[Seaside] production systems experiences
Julian Fitzell
julian at beta4.com
Tue May 4 19:02:26 CEST 2004
radoslav hodnicak wrote:
> I have one seaside/squeak system running in production, it ran
> trouble-free for weeks, but today I've seen some very strange behaviour
> that I can't explain from looking at my code - it looks like some action
> blocks got somehow triggered twice. I know that mixing blocks,
> continuations, exceptions etc is messy - has anyone seen similar problems?
> Any tips how to (try) to diagnose this?
Hmm... it's hard to see how that could happen although I do have
memories of seeing it occasionaly in the past. This is still 2.3? I
wonder whether you had some processes terminated which left the blocks
marked as if there was still code executing them or something? The
session should be protected by WAProcessMonitor to make sure that two
requests are never running in the same session at the same time.
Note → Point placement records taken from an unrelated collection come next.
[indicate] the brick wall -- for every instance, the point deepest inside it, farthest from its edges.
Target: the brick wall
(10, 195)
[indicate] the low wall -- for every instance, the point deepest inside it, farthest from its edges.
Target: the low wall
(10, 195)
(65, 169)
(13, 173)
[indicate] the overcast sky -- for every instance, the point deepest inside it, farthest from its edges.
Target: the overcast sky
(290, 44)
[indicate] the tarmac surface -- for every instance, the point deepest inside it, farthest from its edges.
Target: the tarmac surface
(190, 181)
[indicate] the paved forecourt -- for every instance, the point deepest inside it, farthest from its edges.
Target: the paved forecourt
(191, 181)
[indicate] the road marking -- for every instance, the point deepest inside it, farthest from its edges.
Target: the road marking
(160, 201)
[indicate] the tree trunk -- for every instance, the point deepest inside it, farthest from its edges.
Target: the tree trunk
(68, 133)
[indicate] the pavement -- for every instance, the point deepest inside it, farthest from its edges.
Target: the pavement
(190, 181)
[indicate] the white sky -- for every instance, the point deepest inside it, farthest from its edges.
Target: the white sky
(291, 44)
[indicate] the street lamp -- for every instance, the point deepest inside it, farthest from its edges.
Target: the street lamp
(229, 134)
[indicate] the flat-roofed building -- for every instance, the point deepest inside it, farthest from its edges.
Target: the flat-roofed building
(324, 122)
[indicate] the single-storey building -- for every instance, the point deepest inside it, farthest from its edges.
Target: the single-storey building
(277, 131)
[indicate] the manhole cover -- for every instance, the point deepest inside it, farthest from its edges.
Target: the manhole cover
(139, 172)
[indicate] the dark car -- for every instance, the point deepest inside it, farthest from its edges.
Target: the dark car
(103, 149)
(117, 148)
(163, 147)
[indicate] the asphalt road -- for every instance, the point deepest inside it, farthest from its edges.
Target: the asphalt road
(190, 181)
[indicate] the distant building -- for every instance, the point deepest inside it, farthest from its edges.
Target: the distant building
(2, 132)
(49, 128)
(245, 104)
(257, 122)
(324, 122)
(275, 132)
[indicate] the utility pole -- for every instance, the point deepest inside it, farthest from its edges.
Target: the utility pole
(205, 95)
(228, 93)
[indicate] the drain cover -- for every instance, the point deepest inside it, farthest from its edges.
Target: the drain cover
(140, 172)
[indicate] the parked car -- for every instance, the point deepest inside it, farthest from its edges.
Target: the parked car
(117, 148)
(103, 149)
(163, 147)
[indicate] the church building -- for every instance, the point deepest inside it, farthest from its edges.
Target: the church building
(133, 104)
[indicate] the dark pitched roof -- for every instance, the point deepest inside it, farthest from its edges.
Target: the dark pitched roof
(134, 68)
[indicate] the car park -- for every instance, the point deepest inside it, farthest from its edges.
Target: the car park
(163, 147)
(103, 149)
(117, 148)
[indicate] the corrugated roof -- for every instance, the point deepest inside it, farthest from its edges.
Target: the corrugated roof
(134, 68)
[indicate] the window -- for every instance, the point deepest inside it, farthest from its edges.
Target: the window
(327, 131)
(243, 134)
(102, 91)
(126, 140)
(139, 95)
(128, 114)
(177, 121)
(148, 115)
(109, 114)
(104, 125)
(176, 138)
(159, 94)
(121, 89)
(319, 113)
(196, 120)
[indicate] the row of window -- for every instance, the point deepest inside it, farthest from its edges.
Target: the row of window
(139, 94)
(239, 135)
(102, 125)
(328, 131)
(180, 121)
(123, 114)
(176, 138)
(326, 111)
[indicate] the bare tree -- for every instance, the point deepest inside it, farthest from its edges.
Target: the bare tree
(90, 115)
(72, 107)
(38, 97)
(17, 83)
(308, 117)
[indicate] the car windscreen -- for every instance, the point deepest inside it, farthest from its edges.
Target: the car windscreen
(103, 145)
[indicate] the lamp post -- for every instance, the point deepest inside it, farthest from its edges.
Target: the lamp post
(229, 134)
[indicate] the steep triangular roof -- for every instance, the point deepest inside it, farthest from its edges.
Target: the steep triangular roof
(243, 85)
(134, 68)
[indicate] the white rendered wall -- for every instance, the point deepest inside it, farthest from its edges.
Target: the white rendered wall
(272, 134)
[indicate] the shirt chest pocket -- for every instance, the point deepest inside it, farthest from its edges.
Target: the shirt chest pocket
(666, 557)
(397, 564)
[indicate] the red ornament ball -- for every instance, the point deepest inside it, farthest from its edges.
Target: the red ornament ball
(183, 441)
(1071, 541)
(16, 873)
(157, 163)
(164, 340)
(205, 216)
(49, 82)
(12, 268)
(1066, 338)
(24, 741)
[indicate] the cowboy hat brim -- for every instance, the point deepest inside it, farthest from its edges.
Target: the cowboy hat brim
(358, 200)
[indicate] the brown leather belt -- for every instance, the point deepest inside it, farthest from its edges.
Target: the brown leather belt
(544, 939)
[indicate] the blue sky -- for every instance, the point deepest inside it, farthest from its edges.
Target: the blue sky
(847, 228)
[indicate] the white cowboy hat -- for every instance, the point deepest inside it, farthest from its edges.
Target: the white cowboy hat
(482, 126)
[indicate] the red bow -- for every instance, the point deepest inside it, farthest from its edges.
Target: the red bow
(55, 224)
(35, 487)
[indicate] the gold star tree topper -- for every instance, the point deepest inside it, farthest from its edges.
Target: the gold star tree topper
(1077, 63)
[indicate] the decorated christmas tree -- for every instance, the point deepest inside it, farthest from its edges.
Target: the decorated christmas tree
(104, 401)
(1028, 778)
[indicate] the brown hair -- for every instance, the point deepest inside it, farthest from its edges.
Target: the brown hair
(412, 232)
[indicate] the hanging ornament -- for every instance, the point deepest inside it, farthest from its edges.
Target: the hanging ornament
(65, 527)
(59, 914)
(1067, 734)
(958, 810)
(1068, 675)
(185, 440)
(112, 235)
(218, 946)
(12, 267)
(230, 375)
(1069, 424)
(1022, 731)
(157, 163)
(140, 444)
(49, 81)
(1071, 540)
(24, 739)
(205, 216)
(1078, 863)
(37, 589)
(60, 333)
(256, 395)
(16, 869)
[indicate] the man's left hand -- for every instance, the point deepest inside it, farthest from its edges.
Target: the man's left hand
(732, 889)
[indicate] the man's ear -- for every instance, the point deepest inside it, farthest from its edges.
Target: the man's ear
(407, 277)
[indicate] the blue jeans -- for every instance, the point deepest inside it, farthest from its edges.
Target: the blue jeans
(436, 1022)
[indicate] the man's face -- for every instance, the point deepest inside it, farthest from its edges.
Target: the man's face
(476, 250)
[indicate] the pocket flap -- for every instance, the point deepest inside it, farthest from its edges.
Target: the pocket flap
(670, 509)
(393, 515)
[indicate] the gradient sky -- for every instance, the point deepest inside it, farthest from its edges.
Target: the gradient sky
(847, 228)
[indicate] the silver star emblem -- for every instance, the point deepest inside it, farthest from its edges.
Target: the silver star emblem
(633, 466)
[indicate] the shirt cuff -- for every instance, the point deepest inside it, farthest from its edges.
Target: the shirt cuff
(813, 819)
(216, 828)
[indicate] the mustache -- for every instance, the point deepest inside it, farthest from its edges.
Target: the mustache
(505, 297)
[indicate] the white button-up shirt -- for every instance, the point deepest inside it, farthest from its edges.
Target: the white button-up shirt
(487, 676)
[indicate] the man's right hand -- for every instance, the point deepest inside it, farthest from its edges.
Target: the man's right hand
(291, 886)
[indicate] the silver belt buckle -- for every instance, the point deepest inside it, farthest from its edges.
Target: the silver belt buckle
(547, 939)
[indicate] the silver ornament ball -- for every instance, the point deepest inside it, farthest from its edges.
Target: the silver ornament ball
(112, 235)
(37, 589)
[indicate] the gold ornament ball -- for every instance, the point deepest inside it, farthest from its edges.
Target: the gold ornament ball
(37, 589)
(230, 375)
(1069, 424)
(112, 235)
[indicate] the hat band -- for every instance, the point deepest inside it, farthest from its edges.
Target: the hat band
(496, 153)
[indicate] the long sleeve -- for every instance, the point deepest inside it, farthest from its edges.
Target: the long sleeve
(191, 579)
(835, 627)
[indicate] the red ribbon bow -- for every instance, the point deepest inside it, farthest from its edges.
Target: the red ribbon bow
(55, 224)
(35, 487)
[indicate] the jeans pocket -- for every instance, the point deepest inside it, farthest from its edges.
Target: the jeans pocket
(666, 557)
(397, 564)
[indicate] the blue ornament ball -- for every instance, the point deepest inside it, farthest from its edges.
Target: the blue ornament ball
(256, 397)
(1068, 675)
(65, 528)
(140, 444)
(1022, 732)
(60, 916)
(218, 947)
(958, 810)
There
are a few problems with concurrency under high load in 2.3. I fixed
these at work and merged the fixes into 2.5 but should probably look at
pushing them into 2.3 as well... so if you were getting quite heavy
load (we were testing with 20 concurrent users hitting it pretty hard)
that could also be your problem possibly.
> Related topic - code updates on live system. I've seen some problems with
> that too (I think the stored blocks in squeak don't use the new/changed
> method)
Yeah, you would have that problem alright. The blocks are storing the
context where they were created including variable bindings, position in
the executing code, etc. The code of the block is also defined in the
method. Once you recompile the method, the block may have different
code, the variables it's referring to are quite likely different, etc.
You'd encounter the same problem if a process was currently executing
inside a method when you recompiled it: that process would obviously
keep running through the old method; it can't switch to the new version
of the method midway through.
You can see this if you change the #go method of a task while party way
through the task. The old task code will continue to be used until you
enter it from the beginning again.
I personally consider loading code into the live system in use a little
risky at this point. A user could make a request while the new code is
half-loaded, for example (we don't have atomic fileins). You're also
completly exposed to something going wrong during filein and making the
system unusable. At work, we build a new image, and then use our load
balancing system to bring the new image up for new users while allowing
existing sessions to run to completion in the old image.